Fin qui l’intervento di Sgarbi che tanta chiosa non merita perché è sufficiente già quella stessa che il critico offre da se.  La replica del vescovo Mogavero non si è fatta attendere. «Mi meraviglia molto – scrive Mogavero a Sgarbi – che si sia buttato tutto in polemica, che non mi pare proprio il taglio del confronto su basi di verità, o per ristabilire una verità eventualmente messa in discussione. Nelle mie dichiarazioni fatte la settimana scorsa a Castelvetrano, durante la mia visita sul fondo confiscato a Gaetano Sansone, non c’era alcun atto di accusa nei suoi confronti, scrive ancora Mogavero a Sgarbi. Io così ho detto in quell’occasione: “I messaggi concreti arrivano proprio da azioni come queste. In questa terra che oggi torna alla società civile si raccolgono i frutti profumati di legalità, con un impegno sia del mondo civile che di quello ecclesiastico.
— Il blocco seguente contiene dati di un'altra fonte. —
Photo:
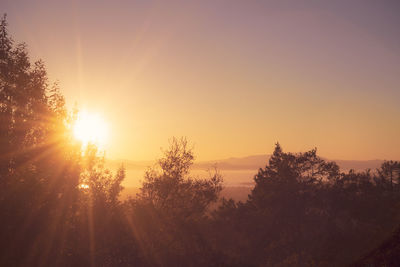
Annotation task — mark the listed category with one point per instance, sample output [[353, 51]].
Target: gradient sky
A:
[[232, 76]]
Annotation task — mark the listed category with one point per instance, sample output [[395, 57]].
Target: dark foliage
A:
[[59, 205]]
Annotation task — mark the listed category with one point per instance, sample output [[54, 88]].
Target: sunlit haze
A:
[[234, 77], [91, 128]]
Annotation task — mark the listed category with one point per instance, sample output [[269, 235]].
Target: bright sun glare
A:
[[90, 128]]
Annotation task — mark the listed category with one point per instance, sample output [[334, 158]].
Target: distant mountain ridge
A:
[[253, 162]]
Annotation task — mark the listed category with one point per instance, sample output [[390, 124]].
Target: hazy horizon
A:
[[234, 77]]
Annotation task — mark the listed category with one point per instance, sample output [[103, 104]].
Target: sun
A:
[[90, 128]]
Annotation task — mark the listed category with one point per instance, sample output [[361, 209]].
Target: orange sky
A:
[[232, 76]]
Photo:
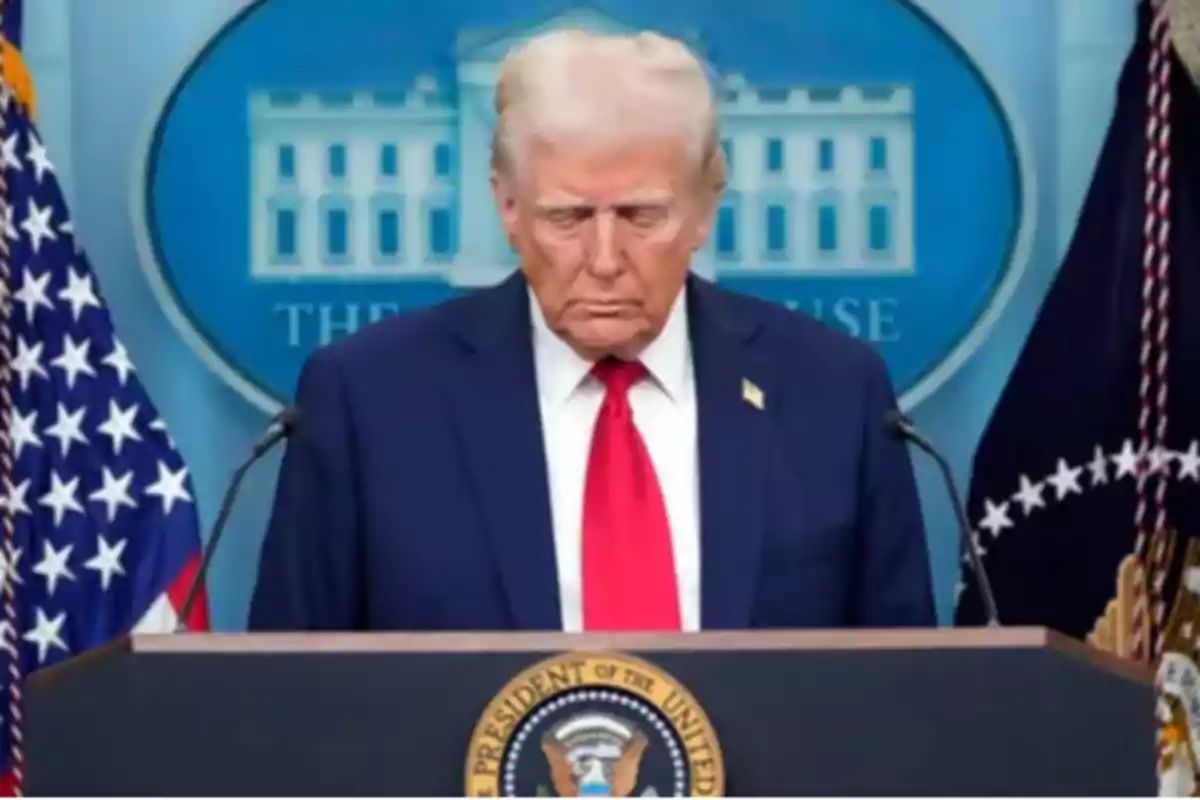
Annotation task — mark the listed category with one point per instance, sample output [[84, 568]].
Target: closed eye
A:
[[567, 216]]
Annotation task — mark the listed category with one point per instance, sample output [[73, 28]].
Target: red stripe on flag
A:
[[198, 619]]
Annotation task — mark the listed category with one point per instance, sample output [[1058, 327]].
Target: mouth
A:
[[605, 307]]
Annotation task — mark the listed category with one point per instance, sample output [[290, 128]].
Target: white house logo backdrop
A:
[[318, 166]]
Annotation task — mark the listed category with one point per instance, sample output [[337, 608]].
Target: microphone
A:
[[900, 427], [282, 425]]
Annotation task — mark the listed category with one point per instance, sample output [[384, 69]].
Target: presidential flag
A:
[[1085, 489], [99, 522]]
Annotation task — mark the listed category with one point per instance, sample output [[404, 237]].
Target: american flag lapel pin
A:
[[751, 394]]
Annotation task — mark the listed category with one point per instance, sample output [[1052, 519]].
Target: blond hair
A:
[[571, 85]]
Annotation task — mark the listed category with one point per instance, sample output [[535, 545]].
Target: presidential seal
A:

E questa è la migliore risposta nei confronti di chi, nei giorni addietro, ha gettato discredito nei confronti di associazioni ecclesiastiche che avrebbero avuto affidamenti di comodo, che accumulano senza alcuni esito produttivo”. Non c’era, quindi, nessun atto di accusa nei suoi confronti ma c’è, invece, un’interpretazione scorretta e un uso improprio del testo di chi ha redatto la sua nota di ieri, estrapolando alcune parole e isolandole dal contesto». E Mogavero ha scritto altresì:  «Ciò che avviene nel fondo agricolo di contrada Fiumelungo sulla strada Salemi-Vita, oggi gestito dalla nostra “Fondazione San Vito” è sotto gli occhi di tutti: il vigneto è tornato produttivo da tre anni, c’è il turismo rurale “Al Ciliegio”, qualche mese addietro abbiamo inaugurato l’aula didattica e l’impianto fotovoltaico. Questa è la concretezza di azioni e di fatti, alla quale altre istituzioni hanno acconsentito a partecipare con proprie risorse (come nel caso della “Fondazione Vodafone”) probabilmente qualcosa vuol significare, pur nel persistente disinteresse della Sua amministrazione, a cui non si è mai chiesto nulla di diverso o di più rispetto a quanto previsto e consentito dalla legislazione sui beni confiscati».

Mogavero ha risposto a Sgarbi all’eventuale associazione del Vescovo ad altre istituzioni che «hanno fatto un’opera di falsificazione della verità» (sono parole di Sgarbi): «Quanto alla minaccia di essere associato da lei “a quelle autorità, dal prefetto al questore, ai magistrati, al maresciallo dei Carabinieri”? Mi creda, non la ritengo una eventualità disdicevole. Tutt’altro». E Mogavero conclude: «La verità non è una bandiera e il mio modello di verità, in tema di mafia e di lotta alla mafia, rimane Giovanni Paolo II e il suo audace e indimenticabile grido profetico nella Valle dei Tempi di Agrigento. Il resto sono parole vuote».